KIQN

Colorado City, Colorado; United States;
- Broadcast area: Pueblo, Colorado
- Frequency: 103.3 MHz (HD Radio)
- Branding: KIQ'N Country 103.3

Programming
- Format: Country

Ownership
- Owner: Pueblo Broadcasting

History
- First air date: 2011
- Former call signs: KJQY (2006–2014); KLEZ (2014–2015); KJQY (2015);
- Call sign meaning: "Kickin'"

Technical information
- Licensing authority: FCC
- Facility ID: 164269
- Class: C
- ERP: 100,000 watts
- HAAT: 165 meters

Links
- Public license information: Public file; LMS;
- Webcast: Listen Live

= KIQN (FM) =

KIQN (KIQ'N Country 103.3) is a radio station licensed to Colorado City, Colorado, and serving the Pueblo and Colorado Springs areas with a country music format. KIQN is owned by Pueblo Broadcasting Group, LLC.

==History==
103.3 FM flipped from its Rhythmic AC format on May 31, 2012 by stunting with a Polka format for seven days before settling into a high-energy Rhythmic Top 40 format, offering a hybrid mix of currents, old school and Dance hits, the latter being heavily dayparted in evenings. The evening block of programming is branded as "Radio Planeta" and features a bilingual English/Spanish combination of dance music.
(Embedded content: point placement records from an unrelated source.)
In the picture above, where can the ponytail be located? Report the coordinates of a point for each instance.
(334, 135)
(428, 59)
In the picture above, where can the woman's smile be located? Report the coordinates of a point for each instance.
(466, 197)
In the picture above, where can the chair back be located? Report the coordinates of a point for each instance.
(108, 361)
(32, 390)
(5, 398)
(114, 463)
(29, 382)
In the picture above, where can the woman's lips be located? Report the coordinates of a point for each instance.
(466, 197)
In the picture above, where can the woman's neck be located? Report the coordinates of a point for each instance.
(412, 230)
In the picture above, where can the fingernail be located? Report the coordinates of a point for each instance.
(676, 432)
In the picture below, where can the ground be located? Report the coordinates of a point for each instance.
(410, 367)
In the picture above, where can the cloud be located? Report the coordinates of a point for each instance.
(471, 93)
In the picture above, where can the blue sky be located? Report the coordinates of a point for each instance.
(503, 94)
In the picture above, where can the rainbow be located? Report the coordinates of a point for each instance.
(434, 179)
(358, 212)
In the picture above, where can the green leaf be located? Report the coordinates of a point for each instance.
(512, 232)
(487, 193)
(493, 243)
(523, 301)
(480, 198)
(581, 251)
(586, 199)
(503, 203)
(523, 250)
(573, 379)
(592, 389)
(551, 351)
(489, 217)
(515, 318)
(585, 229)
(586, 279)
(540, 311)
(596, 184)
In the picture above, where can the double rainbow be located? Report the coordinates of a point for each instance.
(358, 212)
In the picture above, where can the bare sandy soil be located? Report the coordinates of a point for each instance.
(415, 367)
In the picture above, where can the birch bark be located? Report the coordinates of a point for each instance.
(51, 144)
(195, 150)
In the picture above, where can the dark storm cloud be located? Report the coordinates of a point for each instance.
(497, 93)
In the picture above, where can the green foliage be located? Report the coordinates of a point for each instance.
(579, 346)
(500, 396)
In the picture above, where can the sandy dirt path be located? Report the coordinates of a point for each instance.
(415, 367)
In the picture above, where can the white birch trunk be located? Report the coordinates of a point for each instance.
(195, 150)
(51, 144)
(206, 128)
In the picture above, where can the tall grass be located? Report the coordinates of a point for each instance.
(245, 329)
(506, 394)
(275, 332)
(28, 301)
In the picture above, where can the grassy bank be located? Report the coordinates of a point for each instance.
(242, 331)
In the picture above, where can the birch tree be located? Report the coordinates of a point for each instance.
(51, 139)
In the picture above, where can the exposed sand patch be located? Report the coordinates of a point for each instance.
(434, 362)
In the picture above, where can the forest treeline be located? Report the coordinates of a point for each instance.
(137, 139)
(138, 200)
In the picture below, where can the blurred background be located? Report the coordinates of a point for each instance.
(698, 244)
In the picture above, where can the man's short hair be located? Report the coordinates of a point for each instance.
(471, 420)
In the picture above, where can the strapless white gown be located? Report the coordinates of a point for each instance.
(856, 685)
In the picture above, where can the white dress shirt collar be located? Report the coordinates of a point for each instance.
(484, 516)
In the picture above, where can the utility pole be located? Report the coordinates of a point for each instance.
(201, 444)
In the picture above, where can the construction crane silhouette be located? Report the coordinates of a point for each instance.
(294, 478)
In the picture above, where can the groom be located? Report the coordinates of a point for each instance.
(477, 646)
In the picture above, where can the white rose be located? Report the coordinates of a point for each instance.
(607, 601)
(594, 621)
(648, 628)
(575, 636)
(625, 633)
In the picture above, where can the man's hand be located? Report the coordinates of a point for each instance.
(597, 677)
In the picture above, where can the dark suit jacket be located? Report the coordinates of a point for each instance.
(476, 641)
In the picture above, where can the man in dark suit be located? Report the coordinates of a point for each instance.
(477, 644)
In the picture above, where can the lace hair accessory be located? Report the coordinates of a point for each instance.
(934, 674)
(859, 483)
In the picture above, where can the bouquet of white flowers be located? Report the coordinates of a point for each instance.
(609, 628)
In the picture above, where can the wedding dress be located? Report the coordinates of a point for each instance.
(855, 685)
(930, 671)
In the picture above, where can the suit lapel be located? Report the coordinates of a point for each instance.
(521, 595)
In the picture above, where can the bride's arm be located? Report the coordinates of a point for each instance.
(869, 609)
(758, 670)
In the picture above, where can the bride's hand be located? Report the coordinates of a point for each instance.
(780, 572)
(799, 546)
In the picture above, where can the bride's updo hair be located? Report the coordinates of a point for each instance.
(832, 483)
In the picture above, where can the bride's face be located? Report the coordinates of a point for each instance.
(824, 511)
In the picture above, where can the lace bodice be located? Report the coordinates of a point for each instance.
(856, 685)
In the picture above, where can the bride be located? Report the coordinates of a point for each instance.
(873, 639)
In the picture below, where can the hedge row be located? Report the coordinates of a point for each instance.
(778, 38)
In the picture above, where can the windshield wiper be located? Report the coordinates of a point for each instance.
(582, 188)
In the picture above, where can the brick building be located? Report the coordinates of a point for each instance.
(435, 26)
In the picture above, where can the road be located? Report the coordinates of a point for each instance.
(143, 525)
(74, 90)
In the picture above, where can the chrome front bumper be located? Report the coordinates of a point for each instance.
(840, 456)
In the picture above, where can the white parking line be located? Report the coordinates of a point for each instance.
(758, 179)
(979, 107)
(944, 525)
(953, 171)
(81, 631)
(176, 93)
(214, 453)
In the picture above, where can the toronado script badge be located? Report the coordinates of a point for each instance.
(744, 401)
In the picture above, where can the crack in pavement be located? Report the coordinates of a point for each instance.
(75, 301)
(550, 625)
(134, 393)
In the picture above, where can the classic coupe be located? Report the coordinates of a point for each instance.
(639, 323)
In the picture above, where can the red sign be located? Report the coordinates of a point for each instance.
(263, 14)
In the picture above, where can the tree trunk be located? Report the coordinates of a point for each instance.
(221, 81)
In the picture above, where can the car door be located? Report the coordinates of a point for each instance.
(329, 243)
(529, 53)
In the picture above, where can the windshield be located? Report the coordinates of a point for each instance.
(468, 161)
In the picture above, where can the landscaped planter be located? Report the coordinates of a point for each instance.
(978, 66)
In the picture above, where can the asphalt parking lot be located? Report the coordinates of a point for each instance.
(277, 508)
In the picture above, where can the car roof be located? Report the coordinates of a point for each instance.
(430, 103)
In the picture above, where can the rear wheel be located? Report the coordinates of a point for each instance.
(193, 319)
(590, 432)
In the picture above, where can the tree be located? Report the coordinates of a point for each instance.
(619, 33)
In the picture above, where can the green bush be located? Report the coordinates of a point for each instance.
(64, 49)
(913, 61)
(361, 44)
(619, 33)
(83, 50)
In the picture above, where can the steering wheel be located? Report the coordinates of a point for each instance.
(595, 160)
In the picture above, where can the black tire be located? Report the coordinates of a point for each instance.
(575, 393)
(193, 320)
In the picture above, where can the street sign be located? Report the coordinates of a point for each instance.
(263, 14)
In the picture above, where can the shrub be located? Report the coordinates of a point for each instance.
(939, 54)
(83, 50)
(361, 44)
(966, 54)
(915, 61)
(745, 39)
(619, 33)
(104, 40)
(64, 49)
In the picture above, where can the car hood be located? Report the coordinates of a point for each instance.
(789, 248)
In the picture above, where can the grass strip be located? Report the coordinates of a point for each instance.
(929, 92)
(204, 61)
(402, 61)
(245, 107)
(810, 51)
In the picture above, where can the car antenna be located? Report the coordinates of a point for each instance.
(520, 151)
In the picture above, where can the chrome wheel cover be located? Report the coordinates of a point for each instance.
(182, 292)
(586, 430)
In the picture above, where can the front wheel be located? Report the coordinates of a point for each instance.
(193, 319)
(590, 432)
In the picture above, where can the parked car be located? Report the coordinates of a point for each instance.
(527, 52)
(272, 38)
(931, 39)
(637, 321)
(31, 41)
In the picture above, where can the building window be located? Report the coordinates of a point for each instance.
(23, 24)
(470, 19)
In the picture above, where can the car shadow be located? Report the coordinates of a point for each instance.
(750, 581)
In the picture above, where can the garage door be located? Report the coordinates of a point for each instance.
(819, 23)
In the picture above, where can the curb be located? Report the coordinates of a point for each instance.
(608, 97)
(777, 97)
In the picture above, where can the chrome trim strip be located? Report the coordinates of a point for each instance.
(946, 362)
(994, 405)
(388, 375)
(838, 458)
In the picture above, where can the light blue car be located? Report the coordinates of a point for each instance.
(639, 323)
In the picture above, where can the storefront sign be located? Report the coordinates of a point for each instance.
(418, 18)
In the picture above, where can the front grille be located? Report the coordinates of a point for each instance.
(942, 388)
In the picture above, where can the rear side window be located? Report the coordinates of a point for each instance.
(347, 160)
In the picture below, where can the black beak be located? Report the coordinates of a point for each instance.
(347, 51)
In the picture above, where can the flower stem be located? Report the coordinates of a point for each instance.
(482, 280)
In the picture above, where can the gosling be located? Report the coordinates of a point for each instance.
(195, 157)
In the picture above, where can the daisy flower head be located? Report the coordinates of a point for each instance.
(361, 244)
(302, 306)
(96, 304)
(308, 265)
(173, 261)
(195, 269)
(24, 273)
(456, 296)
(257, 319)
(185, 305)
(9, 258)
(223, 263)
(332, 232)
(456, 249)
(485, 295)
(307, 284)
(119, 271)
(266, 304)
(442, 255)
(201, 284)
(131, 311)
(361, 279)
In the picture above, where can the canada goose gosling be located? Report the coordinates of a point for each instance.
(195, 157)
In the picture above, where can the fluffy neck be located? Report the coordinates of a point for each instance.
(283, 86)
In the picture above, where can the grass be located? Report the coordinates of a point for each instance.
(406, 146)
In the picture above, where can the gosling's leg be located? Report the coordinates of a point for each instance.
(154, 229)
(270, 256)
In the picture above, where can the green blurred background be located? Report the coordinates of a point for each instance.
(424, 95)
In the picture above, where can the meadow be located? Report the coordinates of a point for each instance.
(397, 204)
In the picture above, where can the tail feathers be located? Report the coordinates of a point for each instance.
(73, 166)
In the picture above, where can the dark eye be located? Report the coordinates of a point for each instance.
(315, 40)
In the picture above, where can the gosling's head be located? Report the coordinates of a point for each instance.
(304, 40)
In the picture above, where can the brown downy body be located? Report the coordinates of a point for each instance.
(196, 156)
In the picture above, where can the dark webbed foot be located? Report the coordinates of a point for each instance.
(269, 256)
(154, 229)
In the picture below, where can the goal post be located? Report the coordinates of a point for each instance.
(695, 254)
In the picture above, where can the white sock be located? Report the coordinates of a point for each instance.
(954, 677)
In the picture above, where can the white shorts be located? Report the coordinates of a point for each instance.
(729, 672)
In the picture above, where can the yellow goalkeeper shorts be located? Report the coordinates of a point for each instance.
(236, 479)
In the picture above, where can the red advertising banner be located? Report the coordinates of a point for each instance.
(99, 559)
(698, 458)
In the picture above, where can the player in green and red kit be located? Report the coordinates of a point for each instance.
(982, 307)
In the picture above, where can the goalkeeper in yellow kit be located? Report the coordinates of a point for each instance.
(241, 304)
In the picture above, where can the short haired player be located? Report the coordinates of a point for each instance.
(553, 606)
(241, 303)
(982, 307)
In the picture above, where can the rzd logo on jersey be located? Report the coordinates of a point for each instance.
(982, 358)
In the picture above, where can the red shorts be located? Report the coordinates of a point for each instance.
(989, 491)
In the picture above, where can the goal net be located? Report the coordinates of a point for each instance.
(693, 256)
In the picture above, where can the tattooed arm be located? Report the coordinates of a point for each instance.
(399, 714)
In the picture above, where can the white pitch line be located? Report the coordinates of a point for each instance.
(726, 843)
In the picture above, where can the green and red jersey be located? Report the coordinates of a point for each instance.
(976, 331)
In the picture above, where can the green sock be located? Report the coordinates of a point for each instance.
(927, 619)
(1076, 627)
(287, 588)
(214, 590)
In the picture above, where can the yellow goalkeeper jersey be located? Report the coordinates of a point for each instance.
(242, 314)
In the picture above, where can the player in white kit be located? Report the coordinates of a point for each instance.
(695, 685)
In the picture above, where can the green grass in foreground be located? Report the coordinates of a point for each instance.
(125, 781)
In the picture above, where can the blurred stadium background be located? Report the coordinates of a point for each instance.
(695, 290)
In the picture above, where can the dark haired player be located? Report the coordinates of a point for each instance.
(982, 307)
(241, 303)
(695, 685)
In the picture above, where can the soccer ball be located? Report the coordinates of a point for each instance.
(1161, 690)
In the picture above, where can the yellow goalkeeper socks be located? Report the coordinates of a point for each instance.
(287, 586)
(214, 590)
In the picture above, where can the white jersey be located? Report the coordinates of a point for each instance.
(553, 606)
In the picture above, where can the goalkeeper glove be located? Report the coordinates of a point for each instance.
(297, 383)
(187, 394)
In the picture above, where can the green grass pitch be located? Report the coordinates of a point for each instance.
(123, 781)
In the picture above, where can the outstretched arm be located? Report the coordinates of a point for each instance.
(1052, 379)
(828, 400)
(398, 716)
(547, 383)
According to station owner Steven R Bartholomew, "This station represents music with energy!"

KIQN has been granted a construction permit to move to 103.1 FM.

On September 1, 2015, the then-KJQY changed their format to country, branded as "KIQ'N Country". The station changed its call sign to the current KIQN on November 23, 2015.